Robert Charles Wilson thinks that technology will disappear, dropping the world back to the 19th century. Add in an imperial Presidency for the US which is also at war with the Europeans using the North East passage opened up by global worming. Julian Comstock : A Story of 22nd-Century America (hard from Tor) is the nephew of the present President. The tale starts with Julian in hiding in a small town because his father had been shot for treason (or for being successful in war) There he and Adam Hazzard who chronicles the tale, first meet. And then flee from the draft to Labrador but are caught up instead. Afraid he would be sacrificed in any war, Julian takes the name Commongold and Adam’s version of his adventures somehow make their way to the capital, New York.

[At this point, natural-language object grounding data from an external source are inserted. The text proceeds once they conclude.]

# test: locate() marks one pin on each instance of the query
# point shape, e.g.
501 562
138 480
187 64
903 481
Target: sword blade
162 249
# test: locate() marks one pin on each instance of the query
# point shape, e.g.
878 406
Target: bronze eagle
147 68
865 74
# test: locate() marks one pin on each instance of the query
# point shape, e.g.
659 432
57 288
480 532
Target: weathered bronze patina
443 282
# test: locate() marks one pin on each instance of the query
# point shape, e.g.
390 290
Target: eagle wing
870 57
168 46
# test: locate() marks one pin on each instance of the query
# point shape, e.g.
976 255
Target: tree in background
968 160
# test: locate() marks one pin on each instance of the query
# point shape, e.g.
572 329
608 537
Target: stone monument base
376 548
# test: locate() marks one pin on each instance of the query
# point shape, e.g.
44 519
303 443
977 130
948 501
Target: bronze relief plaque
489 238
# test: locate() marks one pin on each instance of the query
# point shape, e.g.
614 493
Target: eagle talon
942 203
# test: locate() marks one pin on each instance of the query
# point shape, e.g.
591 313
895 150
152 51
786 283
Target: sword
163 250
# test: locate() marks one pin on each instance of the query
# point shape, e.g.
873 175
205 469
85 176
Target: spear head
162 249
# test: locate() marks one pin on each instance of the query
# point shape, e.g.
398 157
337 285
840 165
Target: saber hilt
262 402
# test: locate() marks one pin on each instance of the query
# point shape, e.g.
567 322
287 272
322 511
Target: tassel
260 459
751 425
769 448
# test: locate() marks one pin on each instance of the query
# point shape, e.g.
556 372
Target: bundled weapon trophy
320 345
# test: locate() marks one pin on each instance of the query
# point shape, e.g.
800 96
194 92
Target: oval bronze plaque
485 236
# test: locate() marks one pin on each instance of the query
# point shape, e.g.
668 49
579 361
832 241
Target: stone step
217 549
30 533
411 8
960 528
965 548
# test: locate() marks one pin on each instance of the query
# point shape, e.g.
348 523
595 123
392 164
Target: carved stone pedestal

The new hero revealed, now as an aristocrat,  is made general in a campaign doomed to fail, and would have except the President got deposed and Julian becomes President and immediately gets into a fight with the state religion, the church of the Dominion. As always Mr. Wilson writes with three-dimensional characters who seem very real. I just couldn’t get over the assumption that all our wonderful technology would be complete tossed out.
Jackie Kessler and Caitlin Kittredge continue their tale of superheroes Iridium and Jet as they with the consequences of Corp-co’s fall and the end of the brainwashing that had kept the superheroes in check. Shades of Gray (trade from Bantam Spectra) not only tells how the two, once friends then archenemies and now friends again, finally work together to bring the former members of the squadron back to sanity. We also meet the first generation of the super humans and learn where they came from. Lots of fun and a must for comic fans.
David Weber sends our heroine on a Mission of Honor (hard from Baen) as a personal representative of the Queen to make peace with Haven. The war with the huge Solarian Empire is heating up, pushed by Mesa which also launches a secret attack on Manticor’s shipbuilding space stations. This is a middle book in a very long series and Honor Harrington has very little to actually do. A must, only for fans of the series.
    Del Rey has reprinted China Mieville’s Hugo nominated mytery that takes place in The City and The City in trade. Baen has reprinted David Weber’s last Honor Harrington tale, Storm from the Shadows and Robert Heinlien’s classic The Rolling Stones in paper.
Collections this month include military sf from veterans, Citizens (trade from Baen and edited by John Ringo and Brian M. Thompson) and tales that are All About Eve ( trade from WolfSinger Publications and edited by Carol Hightshoe),  Adam’s wife.